More realness, I’m going through peri-menopause. Most nights I wake up at 3 a.m. and can't get back to sleep. My body is a furnace that cranks to 100-degrees at the most inopportune times. I forget details. I rage against humanity hourly and cry at the drop of a minor key. The random bleeding...well, I'll spare you those details. I'm on the same physical and emotional seesaw as my 16-year-old daughter. Oof. How delightful for my new co-workers. 

I tell you this because Underwire is about the female journey. Like me, women at the height of their careers are going through this, too. As I sit in conference rooms and feel a hot-flash broiling, I remember that our experience is very different from the male journey. There is still a mountain of inherent white male privilege in the business world. It exists in my new organization. Five of the six people on the leadership team are men. Most are Caucasian. These stats mirror the majority of creative agency leadership teams. 

In taking this job, I cut a deal with myself that from within the belly of the beast, I have to be a voice for equality. We're on the brink of a new decade. My industry needs to change to reflect the diverse reality of life as a human in 2020. 

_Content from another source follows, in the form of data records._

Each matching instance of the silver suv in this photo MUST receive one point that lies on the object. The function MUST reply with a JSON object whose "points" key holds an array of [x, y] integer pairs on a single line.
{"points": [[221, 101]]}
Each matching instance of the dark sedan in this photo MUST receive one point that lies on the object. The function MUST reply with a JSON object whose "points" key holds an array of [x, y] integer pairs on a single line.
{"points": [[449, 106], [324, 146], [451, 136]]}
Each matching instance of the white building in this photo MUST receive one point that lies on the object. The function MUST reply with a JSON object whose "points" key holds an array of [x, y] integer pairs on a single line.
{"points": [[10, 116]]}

So, here's what I'm going to do: I will continue to produce the funding updates weekly. I want to close out 2019 with a solid year of data. Underwire will still arrive in your inbox on Monday, but limited to the  funding report. For now, I'm signing off from lead-in soliloquies, guest posts, link summaries and how-to guides. I need time to retool Underwire to be a sustainable, helpful and joyful part of the next chapter of my work life. 

I do have a request. I'm eager to geek out on the funding data but I lack deep data-analysis skills. If you would like to volunteer to help me run analysis on 2019 funding data, I’d love to produce a report. I just can’t do it alone.